盛夏,里海东岸的曼格什拉克半岛,热风炙烤着荒芜的沙滩与裸露的岩壁。
然而,在名为“镇海港”
的天然海湾内,却是一片与周遭荒凉截然不同的沸腾景象。
巨大的木质船坞、高高耸立的木制起重机、堆积如山的优质木材与铜铁物料,以及那些沿着海岸延伸开的工坊与营房,无不昭示着这里是一个规模庞大、被严密守卫的军事与工业复合体——大宋安西都护府里海船政司所在地,亦是帝国最西端的海军基地与蒸汽明轮船的诞生摇篮。
自“凌波”
、“踏浪”
两艘蒸汽明轮船试航成功,横渡里海、扬威黑海之后,帝国对此新生事物的战略价值认识达到了全新的高度。
在太子赵玮的力主与官家赵构的首肯下,里海船政司得到了空前的人力物力支持,开始了紧锣密鼓的扩建造船计划。
“破浪”
、“追风”
两艘同级改进型明轮船已于春末下水,而更大、更坚固,被寄予厚望的旗舰“镇海”
号,也在船坞中进入了最后的舾装阶段。
港口内,除了这四艘喷吐着试机蒸汽的钢铁与木材的巨兽,还停泊着数十艘大小不一的传统帆桨战舰、运输舰,共同组成了帝国在里海的第一支常备舰队。
浓烟、蒸汽、锯木声、锻打声、号子声日夜不息,这片昔日的荒凉海岸,已然成为帝国经略西域、控制里海、窥视黑海的关键支点。

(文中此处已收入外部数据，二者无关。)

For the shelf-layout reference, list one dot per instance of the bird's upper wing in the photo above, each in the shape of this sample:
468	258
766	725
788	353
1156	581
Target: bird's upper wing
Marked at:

然而,这片喧嚣与崛起,在里海对岸的草原霸主眼中,却是刺骨的威胁与诱人的猎物。
春季在阿拉赞河谷被杨政击败的钦察大酋长脱脱,并未因陆上的失利而罢休。
相反,败退的耻辱与对宋人不断“侵蚀”
草原的恐惧交织,促使他采取了更大胆、也更冒险的行动。
他深知,宋军在陆上战力强横,尤其是那些装备精良、战术诡异的骑兵难以正面抗衡。
但里海呢?这片广阔的水域,自古以来便是草原民族熟悉的后院,他们虽然不善建造大舰,但乘驾轻快的独木舟、小筏渡海劫掠沿岸,却是祖传的技艺。
宋人在东岸那个日夜冒烟、锤声不断的“怪地方”
,据说在造一些“无帆自动的妖船”
,这更让脱脱感到不安。
他联络了里海西岸、北岸对宋人心怀警惕的其他钦察部落,甚至说动了一些以捕鱼和沿海劫掠为生的当地部族,集结了一支庞大的“舰队”
——说是舰队,实则是由超过一百五十艘各式船只组成的混杂船队。
其中有简陋的独木舟、用兽皮和树枝扎成的轻便筏子,也有稍大些、模仿可萨人或波斯人式样的单桅或双桅帆船,甚至还有几艘来自伏尔加河下游保加尔人提供的、稍具规模的内河战船。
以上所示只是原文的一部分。